Meine Mutter sah mich stolz an und strich über meinen Rücken. Ihre warmen Hände beruhigten meine Gedanken, die wie Düsenjets durch mein Gehirn fegten.

„Warum?“, fragte ich schließlich. Wir hatten bereits meine Unterwäsche und mehrere Stapel Sweatshirts in dem Koffer verstaut und die Frage ging mir nicht mehr aus dem Kopf. „Warum musste es Kanada sein, Maman? Das ist so weit weg.“

„Weil das Leben kein Ponyhof ist, chérie“, erklärte meine Mutter behutsam und faltete einen alten Pulli von Haven zusammen. Er hatte ihn mir schon vor einem Jahr geschenkt und natürlich musste er mit nach Québec. „Ich möchte, dass du die bestmögliche Ausbildung kriegst und das Lycée D'Ariane bietet dir klasse Möglichkeiten. Der Unterricht ist in Englisch und Französisch und -“

„Und nicht jeder wird sofort angenommen, ich weiß.“ Ich stieß ein tiefes Seufzen aus und ließ mich auf meinem Bett nieder.
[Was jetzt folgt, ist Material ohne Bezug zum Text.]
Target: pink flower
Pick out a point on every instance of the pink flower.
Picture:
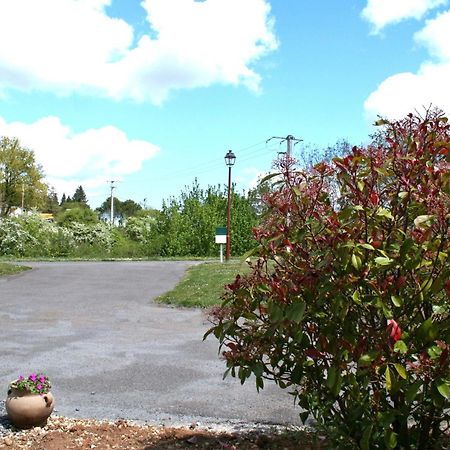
(394, 330)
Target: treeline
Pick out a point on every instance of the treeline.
(185, 226)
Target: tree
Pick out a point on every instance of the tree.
(52, 204)
(122, 210)
(79, 195)
(347, 304)
(21, 178)
(75, 212)
(188, 223)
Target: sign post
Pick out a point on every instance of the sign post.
(221, 238)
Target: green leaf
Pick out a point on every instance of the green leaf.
(365, 440)
(428, 330)
(331, 379)
(275, 312)
(400, 347)
(365, 360)
(296, 311)
(412, 391)
(443, 387)
(396, 300)
(390, 439)
(383, 212)
(381, 261)
(401, 371)
(304, 416)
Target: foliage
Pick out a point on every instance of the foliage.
(75, 212)
(348, 302)
(10, 269)
(20, 177)
(122, 210)
(14, 239)
(188, 223)
(202, 284)
(36, 383)
(79, 196)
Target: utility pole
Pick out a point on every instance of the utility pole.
(111, 220)
(289, 140)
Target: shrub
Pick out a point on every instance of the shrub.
(347, 304)
(14, 240)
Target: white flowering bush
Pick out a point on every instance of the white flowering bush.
(14, 239)
(52, 239)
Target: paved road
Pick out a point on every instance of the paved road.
(113, 353)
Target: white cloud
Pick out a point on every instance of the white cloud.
(89, 158)
(69, 46)
(436, 36)
(405, 92)
(385, 12)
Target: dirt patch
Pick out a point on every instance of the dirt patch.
(62, 433)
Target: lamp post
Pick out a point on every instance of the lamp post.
(230, 159)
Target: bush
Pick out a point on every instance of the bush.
(14, 240)
(347, 304)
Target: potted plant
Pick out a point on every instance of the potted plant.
(29, 402)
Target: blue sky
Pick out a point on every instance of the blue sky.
(153, 93)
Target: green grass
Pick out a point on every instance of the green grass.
(10, 269)
(203, 285)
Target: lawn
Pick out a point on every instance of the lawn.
(9, 269)
(203, 285)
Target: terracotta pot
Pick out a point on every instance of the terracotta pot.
(27, 410)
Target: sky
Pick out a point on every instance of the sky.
(153, 93)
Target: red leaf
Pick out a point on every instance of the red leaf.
(374, 199)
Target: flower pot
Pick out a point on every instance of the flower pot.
(27, 410)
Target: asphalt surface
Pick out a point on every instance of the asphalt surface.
(111, 352)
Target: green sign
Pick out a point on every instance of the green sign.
(221, 231)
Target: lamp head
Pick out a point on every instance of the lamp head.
(230, 158)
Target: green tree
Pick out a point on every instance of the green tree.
(52, 203)
(21, 178)
(347, 304)
(75, 212)
(188, 222)
(79, 195)
(122, 210)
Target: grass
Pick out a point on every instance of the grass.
(10, 269)
(203, 285)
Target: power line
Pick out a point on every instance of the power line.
(289, 140)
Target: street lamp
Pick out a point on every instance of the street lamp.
(230, 159)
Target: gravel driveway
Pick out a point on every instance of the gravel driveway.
(113, 353)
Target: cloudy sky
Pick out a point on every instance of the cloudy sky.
(153, 93)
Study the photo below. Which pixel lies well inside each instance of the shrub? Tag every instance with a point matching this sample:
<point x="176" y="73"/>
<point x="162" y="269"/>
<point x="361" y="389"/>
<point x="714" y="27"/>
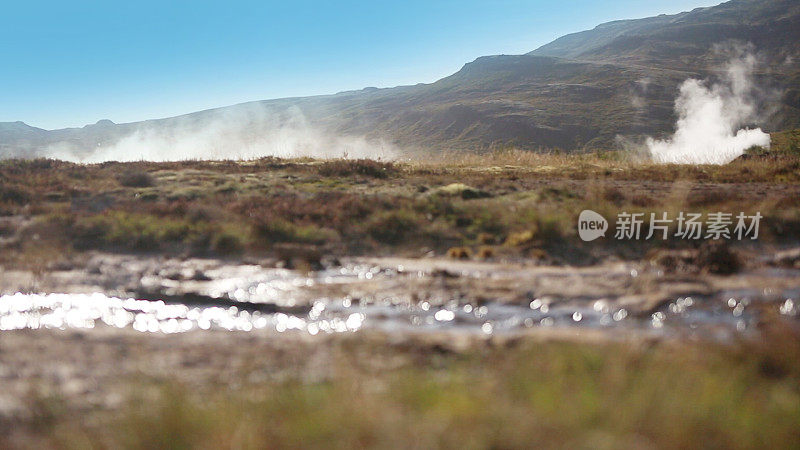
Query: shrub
<point x="278" y="230"/>
<point x="136" y="178"/>
<point x="348" y="167"/>
<point x="392" y="227"/>
<point x="227" y="243"/>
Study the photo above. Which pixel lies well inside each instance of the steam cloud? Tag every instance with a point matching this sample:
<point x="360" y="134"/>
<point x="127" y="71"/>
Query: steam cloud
<point x="241" y="132"/>
<point x="710" y="118"/>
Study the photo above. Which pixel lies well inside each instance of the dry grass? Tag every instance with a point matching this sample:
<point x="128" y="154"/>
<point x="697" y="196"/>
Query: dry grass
<point x="529" y="201"/>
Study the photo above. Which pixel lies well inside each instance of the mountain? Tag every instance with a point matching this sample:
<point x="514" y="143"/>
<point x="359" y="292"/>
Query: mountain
<point x="578" y="92"/>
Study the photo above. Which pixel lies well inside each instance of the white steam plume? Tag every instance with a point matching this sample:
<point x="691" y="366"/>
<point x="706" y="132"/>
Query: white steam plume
<point x="240" y="132"/>
<point x="710" y="119"/>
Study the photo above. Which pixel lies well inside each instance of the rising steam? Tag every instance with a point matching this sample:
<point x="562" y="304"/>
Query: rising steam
<point x="241" y="132"/>
<point x="710" y="118"/>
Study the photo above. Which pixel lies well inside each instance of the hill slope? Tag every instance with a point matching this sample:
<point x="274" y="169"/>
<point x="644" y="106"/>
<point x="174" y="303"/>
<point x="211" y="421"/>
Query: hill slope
<point x="578" y="92"/>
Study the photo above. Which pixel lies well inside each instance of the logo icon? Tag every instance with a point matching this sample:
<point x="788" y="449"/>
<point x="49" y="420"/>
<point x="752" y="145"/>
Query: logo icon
<point x="591" y="225"/>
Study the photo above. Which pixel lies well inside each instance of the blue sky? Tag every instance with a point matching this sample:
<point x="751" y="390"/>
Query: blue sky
<point x="69" y="63"/>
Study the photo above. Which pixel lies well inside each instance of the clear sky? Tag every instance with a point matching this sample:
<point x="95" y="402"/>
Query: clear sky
<point x="69" y="63"/>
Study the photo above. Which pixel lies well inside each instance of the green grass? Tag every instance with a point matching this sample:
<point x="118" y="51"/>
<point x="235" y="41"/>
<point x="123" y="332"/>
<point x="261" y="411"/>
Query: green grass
<point x="530" y="394"/>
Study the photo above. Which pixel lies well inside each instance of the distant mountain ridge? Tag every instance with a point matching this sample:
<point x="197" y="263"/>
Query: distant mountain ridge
<point x="578" y="92"/>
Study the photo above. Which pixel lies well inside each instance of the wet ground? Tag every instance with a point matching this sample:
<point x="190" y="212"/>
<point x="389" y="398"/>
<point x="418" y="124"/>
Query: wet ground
<point x="82" y="332"/>
<point x="155" y="295"/>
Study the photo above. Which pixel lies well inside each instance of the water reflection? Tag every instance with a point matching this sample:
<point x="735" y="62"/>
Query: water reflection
<point x="249" y="298"/>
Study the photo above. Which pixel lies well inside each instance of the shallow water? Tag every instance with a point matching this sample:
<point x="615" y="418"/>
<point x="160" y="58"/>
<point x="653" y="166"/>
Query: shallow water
<point x="249" y="298"/>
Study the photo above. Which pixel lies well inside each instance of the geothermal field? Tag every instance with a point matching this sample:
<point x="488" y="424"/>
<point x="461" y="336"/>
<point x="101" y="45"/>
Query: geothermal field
<point x="592" y="245"/>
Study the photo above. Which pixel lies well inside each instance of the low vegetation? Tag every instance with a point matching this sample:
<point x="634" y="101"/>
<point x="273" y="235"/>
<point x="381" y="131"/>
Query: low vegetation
<point x="500" y="395"/>
<point x="508" y="204"/>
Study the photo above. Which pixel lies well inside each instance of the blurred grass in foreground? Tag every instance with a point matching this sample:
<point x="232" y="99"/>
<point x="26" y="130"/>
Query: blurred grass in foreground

Picasso stapfte bereits auf dem Kopfkissen herum und ließ sich nur zu gerne von mir hinter dem Ohr kraulen. Gab es irgendeine Möglichkeit, dass ich Picasso ebenfalls in einen meiner Koffer packen konnte?

„Außerdem ist es nur Kanada, kein anderer Planet. Und man kann nicht für immer zuhause bleiben. Ich bin auch aus Frankreich raus, für deinen Vater.“

„Du hast Recht, Maman.“ Ich richtete mich wieder auf. Kinn hoch, Brust raus. „Ich bin ein starkes Mädchen, ich schaff das.“ Mit diesen Worten wollte ich wohl mehr mir selbst Mut machen als irgendetwas anderes. Ich begann wieder Kleidungsstücke in meinen Koffer zu legen. Ich war so damit beschäftigt, dass ich den nachdenklichen Blick meiner Mutter gar nicht bemerkte.